A decline in the MCAI indicates that lending standards are tightening, while increases in the index are indicative of loosening credit. The MCAI is calculated using several factors related to borrower eligibility (credit score, loan type, loan-to-value ratio, etcetera). The latest MCAI rose by 0.6% to 125.4 in March.
"Credit availability inched higher in March, driven by the ongoing economic and job market recovery. This has increased the amount of low credit score and high LTV products," Joel Kan, MBA's Associate Vice President of Economic and Industry Forecasting said. "All the market segments covered by our sub-indexes increased over the month, notably government and jumbo indexes. The government index, which includes FHA, VA, and RHS mortgages, increased for the sixth time in seven months to its highest level in a year. As we look ahead to the expected growth in the purchase market, which will be driven by millennials and first-time home buyers, credit availability to qualified borrowers will play an important role in supporting this demand."

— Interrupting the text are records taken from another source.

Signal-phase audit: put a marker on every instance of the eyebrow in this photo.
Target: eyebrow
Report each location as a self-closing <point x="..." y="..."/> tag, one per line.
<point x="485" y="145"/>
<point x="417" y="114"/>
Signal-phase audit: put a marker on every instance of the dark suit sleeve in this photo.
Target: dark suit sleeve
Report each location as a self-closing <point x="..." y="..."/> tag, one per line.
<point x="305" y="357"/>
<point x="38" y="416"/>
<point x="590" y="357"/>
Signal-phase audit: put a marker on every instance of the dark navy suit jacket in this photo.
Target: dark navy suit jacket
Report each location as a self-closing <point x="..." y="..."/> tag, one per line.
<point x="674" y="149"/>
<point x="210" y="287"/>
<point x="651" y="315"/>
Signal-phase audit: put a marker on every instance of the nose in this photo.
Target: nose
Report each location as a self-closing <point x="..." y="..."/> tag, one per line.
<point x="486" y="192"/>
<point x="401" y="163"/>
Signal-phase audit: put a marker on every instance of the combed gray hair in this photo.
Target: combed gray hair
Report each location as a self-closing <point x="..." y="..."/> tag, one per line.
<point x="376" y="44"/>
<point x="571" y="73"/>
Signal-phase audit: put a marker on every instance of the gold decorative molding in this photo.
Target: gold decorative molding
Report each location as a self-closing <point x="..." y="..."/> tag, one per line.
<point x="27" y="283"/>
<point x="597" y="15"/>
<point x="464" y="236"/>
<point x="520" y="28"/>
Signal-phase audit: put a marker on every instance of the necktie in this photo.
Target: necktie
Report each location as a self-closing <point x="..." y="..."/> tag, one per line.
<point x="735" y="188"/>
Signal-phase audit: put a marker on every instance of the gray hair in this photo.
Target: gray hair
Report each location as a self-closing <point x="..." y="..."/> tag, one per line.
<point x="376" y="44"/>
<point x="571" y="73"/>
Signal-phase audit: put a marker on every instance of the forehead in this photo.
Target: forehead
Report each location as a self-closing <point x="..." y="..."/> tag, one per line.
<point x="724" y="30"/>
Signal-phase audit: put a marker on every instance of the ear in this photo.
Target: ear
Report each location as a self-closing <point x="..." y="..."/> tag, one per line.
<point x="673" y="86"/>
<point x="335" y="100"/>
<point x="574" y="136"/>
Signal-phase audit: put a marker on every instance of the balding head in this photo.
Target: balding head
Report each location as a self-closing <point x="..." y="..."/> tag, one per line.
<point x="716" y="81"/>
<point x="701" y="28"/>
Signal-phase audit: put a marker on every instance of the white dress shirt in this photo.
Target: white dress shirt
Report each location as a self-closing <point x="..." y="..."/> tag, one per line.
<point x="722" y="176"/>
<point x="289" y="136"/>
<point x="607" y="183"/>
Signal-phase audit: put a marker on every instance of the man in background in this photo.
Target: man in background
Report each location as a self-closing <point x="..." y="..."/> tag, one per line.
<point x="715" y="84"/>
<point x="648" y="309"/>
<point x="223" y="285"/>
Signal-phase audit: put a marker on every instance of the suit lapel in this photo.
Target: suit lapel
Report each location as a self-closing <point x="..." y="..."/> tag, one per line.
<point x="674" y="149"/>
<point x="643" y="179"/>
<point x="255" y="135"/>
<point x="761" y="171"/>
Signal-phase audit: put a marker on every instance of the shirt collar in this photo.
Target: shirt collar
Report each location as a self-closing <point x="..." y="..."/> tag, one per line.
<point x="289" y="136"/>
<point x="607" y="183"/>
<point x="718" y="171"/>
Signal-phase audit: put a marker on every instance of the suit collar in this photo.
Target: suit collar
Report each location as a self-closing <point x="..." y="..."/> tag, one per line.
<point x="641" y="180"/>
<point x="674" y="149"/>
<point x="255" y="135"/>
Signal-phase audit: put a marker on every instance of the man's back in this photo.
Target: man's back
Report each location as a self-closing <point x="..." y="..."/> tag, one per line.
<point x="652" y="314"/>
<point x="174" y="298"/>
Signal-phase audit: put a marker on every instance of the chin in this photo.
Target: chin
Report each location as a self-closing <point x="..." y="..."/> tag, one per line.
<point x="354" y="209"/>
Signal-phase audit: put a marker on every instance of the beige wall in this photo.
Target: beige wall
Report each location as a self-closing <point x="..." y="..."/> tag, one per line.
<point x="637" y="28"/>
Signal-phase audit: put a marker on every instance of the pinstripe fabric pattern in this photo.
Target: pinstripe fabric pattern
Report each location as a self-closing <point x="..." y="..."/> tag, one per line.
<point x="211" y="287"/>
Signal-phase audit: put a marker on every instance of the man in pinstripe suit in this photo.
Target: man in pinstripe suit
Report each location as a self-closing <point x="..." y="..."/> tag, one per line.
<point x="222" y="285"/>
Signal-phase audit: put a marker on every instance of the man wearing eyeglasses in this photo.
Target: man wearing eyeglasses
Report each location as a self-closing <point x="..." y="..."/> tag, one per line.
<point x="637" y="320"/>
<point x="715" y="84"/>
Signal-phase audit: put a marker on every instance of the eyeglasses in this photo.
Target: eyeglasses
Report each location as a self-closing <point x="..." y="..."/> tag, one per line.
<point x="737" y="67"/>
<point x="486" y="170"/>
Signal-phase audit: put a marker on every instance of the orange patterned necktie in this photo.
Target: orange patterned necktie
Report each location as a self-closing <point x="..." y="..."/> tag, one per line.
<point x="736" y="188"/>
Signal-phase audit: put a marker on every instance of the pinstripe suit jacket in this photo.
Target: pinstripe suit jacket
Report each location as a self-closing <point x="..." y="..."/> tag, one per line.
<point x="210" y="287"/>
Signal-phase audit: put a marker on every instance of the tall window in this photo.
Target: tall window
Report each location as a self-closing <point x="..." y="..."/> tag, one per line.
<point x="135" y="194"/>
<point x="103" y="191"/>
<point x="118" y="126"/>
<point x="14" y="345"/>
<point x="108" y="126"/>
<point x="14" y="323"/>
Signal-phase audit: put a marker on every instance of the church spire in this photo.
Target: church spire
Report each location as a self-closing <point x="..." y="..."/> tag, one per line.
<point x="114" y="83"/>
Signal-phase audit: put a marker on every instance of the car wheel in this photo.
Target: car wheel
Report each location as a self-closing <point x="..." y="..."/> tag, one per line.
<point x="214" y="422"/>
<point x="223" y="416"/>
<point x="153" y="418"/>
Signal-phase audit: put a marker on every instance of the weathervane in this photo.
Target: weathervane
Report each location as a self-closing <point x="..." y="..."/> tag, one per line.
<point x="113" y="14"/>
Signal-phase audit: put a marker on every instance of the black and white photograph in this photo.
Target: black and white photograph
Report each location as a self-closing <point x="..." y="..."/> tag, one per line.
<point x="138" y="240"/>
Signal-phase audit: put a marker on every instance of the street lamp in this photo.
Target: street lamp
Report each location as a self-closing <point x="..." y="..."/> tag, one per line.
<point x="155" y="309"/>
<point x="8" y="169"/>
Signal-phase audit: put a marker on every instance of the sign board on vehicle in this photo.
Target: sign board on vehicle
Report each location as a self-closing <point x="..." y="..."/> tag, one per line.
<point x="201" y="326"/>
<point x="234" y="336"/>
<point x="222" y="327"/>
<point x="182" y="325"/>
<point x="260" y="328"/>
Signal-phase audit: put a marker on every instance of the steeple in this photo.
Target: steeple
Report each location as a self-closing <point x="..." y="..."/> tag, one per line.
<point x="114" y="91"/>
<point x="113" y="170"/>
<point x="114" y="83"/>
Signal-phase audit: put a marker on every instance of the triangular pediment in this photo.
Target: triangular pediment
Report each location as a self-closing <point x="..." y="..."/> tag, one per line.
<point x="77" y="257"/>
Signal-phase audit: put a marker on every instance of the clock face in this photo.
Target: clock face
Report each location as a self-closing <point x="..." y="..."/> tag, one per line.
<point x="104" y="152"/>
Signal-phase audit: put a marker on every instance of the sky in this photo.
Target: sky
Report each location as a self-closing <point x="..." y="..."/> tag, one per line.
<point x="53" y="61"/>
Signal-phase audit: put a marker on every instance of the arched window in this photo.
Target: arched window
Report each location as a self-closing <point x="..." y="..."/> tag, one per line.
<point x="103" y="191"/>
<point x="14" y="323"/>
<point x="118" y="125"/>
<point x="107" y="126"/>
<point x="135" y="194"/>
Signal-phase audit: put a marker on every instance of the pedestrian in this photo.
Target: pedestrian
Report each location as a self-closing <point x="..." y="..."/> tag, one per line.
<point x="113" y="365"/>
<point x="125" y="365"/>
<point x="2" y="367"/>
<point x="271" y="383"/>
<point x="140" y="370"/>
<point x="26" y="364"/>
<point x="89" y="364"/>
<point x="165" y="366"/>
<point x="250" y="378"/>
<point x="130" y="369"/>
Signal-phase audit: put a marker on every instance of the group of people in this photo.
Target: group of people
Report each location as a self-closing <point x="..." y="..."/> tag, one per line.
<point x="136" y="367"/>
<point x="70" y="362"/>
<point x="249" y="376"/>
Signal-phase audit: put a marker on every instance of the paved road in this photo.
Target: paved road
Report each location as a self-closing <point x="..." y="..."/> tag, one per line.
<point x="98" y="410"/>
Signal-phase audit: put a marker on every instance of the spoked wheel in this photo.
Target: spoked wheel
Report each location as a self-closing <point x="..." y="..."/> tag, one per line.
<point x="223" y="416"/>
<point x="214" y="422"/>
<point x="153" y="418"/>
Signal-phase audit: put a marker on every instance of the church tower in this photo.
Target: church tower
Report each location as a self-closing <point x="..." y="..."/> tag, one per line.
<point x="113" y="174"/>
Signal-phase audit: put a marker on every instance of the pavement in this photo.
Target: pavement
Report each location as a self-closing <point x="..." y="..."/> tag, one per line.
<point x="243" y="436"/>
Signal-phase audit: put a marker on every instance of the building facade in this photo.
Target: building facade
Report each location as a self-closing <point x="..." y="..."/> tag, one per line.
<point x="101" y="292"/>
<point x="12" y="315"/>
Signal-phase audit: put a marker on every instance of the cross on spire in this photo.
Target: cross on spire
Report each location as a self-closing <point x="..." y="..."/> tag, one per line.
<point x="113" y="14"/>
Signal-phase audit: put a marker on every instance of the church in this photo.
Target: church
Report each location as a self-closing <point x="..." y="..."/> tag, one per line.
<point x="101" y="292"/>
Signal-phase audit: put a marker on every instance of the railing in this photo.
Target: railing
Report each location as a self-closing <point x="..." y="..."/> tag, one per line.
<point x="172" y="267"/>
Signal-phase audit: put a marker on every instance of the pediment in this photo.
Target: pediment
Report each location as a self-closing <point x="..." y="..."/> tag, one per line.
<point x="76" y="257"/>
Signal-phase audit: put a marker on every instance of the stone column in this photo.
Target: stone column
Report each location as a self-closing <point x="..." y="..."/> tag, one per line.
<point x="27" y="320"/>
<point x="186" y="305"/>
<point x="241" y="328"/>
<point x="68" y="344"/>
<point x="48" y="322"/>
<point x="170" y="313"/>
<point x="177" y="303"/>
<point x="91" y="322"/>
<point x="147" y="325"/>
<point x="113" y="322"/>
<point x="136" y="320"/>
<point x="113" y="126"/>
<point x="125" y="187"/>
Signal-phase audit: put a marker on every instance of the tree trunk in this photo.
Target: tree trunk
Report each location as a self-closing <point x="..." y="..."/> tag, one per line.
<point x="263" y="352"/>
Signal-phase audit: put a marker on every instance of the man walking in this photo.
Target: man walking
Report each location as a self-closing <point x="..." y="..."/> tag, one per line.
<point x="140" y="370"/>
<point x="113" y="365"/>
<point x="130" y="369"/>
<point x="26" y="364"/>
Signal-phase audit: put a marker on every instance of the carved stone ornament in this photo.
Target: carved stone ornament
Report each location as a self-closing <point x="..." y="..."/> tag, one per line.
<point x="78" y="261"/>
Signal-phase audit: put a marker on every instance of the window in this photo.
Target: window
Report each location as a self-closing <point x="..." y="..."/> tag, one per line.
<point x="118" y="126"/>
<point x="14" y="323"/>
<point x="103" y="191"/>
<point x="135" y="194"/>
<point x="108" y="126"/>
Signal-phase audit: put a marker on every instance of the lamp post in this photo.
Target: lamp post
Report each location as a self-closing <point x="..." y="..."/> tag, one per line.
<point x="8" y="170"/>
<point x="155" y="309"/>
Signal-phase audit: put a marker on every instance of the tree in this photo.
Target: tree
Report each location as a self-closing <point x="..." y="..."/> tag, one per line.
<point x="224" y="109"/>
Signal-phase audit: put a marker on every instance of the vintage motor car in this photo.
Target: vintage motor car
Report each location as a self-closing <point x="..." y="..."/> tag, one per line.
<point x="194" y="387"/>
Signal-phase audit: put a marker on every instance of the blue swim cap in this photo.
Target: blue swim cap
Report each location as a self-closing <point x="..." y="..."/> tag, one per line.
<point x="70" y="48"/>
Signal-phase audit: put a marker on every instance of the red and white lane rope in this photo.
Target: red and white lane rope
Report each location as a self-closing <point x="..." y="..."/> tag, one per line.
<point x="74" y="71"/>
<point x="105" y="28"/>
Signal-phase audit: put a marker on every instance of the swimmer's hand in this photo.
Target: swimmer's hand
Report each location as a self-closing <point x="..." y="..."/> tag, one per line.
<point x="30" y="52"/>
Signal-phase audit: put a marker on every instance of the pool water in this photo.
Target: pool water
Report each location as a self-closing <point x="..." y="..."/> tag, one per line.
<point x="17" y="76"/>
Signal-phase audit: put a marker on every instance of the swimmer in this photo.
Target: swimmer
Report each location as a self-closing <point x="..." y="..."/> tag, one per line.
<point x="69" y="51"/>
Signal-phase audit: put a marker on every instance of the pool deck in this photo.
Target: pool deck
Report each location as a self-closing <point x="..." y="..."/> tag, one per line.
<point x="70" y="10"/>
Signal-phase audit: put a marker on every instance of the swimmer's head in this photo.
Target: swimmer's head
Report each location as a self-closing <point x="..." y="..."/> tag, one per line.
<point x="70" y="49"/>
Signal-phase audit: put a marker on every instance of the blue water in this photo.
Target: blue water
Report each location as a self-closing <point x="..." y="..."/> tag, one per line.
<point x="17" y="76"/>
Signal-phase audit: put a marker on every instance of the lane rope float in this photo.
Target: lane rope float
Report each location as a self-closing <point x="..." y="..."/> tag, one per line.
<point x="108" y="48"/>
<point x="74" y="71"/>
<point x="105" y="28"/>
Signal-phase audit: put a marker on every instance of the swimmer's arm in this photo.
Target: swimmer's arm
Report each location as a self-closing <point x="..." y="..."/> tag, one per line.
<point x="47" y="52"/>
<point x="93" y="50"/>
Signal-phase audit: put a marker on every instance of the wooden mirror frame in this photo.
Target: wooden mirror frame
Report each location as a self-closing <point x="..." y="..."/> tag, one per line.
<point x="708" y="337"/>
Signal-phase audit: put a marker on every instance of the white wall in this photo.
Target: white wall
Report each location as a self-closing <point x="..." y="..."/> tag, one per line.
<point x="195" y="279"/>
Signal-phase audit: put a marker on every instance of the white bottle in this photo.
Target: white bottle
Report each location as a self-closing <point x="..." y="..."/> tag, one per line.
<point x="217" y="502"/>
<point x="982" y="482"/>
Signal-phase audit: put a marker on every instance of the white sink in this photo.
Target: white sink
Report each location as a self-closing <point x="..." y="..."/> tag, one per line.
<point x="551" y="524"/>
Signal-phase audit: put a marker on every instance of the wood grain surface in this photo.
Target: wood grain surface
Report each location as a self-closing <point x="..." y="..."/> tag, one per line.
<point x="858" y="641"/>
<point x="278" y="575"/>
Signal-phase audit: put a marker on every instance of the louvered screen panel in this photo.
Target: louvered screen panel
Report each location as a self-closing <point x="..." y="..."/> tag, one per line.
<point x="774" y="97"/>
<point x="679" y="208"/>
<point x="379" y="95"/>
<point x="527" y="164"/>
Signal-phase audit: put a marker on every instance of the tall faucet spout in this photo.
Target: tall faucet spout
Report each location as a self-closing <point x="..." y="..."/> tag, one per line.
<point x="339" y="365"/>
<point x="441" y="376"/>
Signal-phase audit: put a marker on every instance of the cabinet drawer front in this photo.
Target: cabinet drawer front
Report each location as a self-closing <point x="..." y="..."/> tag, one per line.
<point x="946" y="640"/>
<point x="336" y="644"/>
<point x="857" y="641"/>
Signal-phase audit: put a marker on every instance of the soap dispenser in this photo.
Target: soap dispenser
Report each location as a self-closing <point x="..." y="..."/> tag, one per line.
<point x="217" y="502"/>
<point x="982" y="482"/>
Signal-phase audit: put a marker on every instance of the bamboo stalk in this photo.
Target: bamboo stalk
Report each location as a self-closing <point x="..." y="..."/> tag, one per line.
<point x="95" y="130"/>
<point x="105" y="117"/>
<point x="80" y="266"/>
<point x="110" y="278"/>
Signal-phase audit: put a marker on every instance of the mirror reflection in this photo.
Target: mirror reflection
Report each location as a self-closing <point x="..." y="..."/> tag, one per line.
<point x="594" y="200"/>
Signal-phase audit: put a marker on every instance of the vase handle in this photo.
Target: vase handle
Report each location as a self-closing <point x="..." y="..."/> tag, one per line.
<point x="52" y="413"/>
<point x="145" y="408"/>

Added Kan, "Jumbo credit supply increased for the sixth consecutive month, a strong rebound after many lenders pulled back in the first half of 2020 at the onset of the pandemic. Jumbo availability is increasing again as the economy regains its footing and coincides with the strong demand for homebuying and accelerated home price growth in many markets."
The Total MCAI has an expanded historical series that gives perspective on credit availability from the last 10 years. It was created to provide historical context to the current series by showing how credit availability has changed, including during the housing crisis and ensuing recession.